German politician (born 1990)

Lucas Schaal (born 1990) is a German politician from the Christian Democratic Union of Germany (CDU) and has been a member of the Abgeordnetenhaus of Berlin since 2023.

== Biography ==
Schaal graduated from the Bischöfliches Cusanus-Gymnasium in Koblenz in 2009. He studied economics at the University of Mannheim until 2012 and subsequently law at Humboldt University of Berlin from 2013, completing his first state examination in 2018. From 2019 to 2021, he completed his legal traineeship at the Brandenburg Higher Regional Court.

From 2012 to 2016, Schaal was a research assistant in the German Bundestag, from 2019 to 2020 a research assistant in an international law firm, and from 2022 to March 2023 personal advisor to Friedrich Merz as chairman of the CDU/CSU parliamentary group in the German Bundestag.

== Political career ==
Schaal was elected to the board of the CDU local branch Brandenburg Gate in 2016. Since 2017, he has been chairman of the Young Union Berlin-Mitte. In 2019, he became a member of the CDU Berlin state board. He is also an assessor on the board of the SME and Economic Union in Berlin-Mitte.

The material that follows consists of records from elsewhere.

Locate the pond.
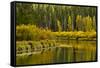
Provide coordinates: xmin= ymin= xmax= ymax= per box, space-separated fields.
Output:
xmin=16 ymin=40 xmax=96 ymax=65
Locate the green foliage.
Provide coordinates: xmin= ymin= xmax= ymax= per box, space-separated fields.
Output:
xmin=57 ymin=20 xmax=62 ymax=32
xmin=16 ymin=3 xmax=96 ymax=32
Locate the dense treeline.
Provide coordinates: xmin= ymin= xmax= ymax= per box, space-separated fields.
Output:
xmin=16 ymin=3 xmax=96 ymax=32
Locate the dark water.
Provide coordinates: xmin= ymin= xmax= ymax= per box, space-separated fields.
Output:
xmin=16 ymin=41 xmax=96 ymax=65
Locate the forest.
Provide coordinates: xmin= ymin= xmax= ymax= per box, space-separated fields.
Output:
xmin=16 ymin=3 xmax=97 ymax=65
xmin=16 ymin=3 xmax=96 ymax=41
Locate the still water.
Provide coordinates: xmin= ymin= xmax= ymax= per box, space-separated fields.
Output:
xmin=16 ymin=41 xmax=96 ymax=65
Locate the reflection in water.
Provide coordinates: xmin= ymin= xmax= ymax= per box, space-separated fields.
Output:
xmin=16 ymin=41 xmax=96 ymax=65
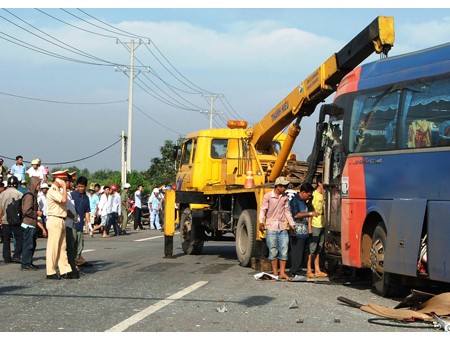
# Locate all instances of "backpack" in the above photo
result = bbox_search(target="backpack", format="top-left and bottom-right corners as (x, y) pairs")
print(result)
(6, 192), (31, 225)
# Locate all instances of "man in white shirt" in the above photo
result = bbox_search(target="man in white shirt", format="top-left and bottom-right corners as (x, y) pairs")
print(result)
(94, 185), (112, 238)
(134, 184), (144, 230)
(9, 155), (27, 183)
(110, 184), (122, 236)
(27, 159), (47, 183)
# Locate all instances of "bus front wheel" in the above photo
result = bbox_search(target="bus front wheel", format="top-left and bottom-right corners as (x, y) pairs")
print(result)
(370, 222), (403, 296)
(180, 208), (204, 255)
(236, 209), (256, 267)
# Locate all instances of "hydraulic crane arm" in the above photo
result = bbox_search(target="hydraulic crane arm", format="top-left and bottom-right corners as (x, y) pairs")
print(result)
(249, 16), (395, 181)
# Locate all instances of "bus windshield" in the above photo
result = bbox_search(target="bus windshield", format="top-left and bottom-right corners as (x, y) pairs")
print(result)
(336, 75), (450, 152)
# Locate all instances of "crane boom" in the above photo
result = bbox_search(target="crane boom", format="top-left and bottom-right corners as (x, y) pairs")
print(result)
(248, 16), (395, 181)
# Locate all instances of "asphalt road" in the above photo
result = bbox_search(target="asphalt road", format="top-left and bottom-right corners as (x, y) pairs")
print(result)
(0, 230), (443, 335)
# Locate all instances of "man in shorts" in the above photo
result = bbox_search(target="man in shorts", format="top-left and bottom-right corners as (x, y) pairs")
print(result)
(259, 177), (295, 280)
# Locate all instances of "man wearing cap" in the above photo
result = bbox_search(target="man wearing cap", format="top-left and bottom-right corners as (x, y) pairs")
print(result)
(72, 176), (92, 267)
(259, 177), (295, 280)
(45, 170), (75, 280)
(134, 184), (144, 230)
(0, 176), (23, 263)
(0, 158), (8, 182)
(17, 179), (28, 194)
(27, 159), (47, 182)
(88, 184), (100, 237)
(120, 183), (131, 235)
(148, 188), (161, 230)
(21, 176), (41, 271)
(94, 185), (112, 238)
(9, 155), (27, 182)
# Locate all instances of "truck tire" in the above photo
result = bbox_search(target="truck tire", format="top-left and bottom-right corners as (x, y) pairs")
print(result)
(236, 209), (256, 267)
(180, 208), (204, 255)
(370, 222), (405, 297)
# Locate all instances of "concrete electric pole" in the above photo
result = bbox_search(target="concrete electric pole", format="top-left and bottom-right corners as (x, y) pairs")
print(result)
(116, 39), (150, 172)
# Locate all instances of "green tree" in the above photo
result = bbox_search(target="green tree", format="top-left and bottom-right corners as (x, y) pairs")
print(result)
(147, 140), (177, 187)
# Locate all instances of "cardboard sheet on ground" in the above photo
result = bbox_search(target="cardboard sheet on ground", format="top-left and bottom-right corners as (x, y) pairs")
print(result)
(338, 293), (450, 322)
(254, 272), (308, 282)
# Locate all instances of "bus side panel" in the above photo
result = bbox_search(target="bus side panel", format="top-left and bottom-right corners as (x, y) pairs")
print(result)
(384, 199), (427, 276)
(341, 157), (367, 268)
(428, 201), (450, 282)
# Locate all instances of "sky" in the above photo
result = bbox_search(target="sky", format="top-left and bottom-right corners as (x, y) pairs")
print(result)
(0, 1), (450, 171)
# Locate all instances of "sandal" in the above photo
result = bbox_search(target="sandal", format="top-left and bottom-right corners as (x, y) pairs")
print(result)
(278, 276), (292, 281)
(316, 272), (328, 277)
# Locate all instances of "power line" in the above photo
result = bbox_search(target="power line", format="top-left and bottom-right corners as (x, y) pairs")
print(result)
(0, 137), (122, 165)
(133, 104), (184, 135)
(0, 92), (127, 105)
(0, 9), (114, 63)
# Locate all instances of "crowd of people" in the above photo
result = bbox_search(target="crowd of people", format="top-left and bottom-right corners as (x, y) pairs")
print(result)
(0, 156), (327, 280)
(0, 156), (169, 280)
(258, 176), (328, 281)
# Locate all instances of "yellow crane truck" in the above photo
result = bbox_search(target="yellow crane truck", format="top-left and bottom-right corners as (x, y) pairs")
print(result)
(166, 16), (394, 266)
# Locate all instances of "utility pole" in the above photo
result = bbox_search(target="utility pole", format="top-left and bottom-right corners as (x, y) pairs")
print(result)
(200, 94), (223, 129)
(116, 39), (150, 172)
(121, 130), (127, 188)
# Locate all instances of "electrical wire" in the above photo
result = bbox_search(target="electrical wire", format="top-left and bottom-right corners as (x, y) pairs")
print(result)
(133, 104), (184, 136)
(0, 137), (122, 165)
(0, 92), (128, 105)
(0, 9), (115, 64)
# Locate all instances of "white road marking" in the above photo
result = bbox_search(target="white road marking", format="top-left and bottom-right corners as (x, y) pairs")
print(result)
(105, 281), (208, 332)
(134, 232), (180, 242)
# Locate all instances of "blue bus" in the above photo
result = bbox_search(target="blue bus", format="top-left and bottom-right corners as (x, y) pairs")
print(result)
(322, 43), (450, 296)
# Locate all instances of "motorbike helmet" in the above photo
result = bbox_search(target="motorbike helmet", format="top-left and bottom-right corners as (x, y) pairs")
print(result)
(8, 176), (19, 188)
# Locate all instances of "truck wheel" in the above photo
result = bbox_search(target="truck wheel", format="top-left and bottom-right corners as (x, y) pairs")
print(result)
(236, 209), (256, 267)
(370, 222), (405, 297)
(180, 208), (204, 255)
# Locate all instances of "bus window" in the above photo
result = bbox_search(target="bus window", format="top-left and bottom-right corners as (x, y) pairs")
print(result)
(350, 91), (399, 152)
(403, 79), (450, 148)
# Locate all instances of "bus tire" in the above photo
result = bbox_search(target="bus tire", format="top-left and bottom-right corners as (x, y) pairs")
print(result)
(180, 208), (204, 255)
(236, 209), (256, 267)
(370, 222), (404, 297)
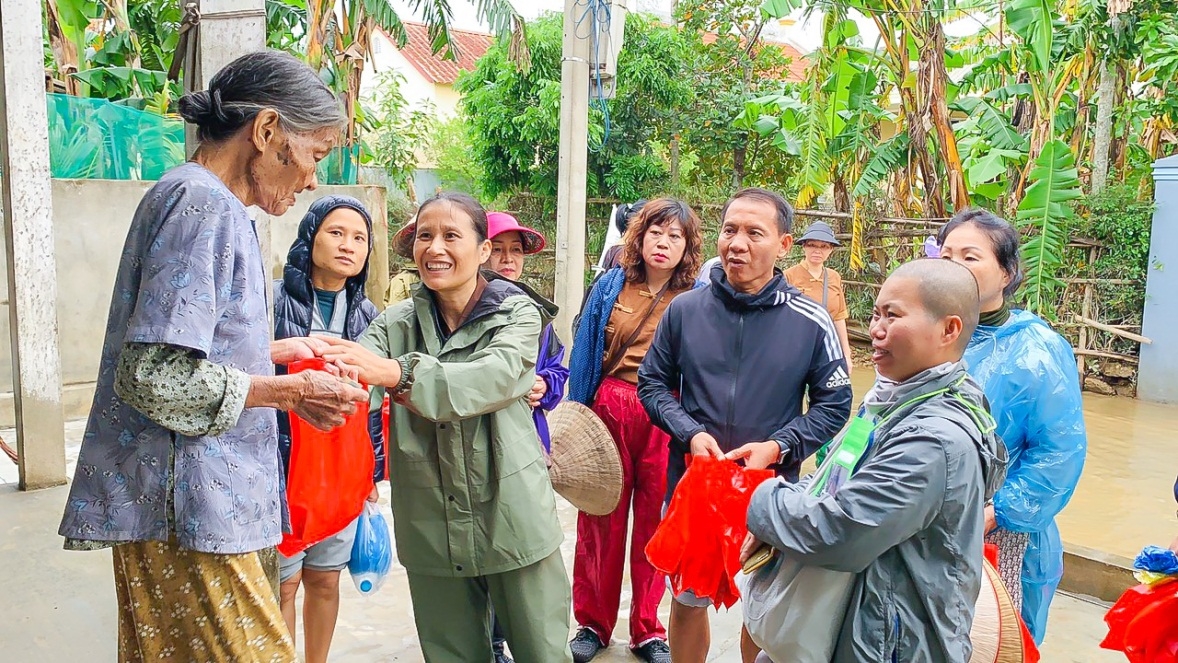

After being unsuccessful in the 2021 Berlin state election, Schaal won the direct mandate in the Mitte 2 constituency in the 2023 repeat election with 24.9% of the first-preference votes. He thus succeeded Max Landero.

== Positions ==
Regarding Berlin's transport senator Bettina Jarasch's plans to close Friedrichstraße to car traffic, Schaal said: "This feels like a bad joke. They talk about a piazza and then they just put plywood furniture in the street. There's no overall concept at all."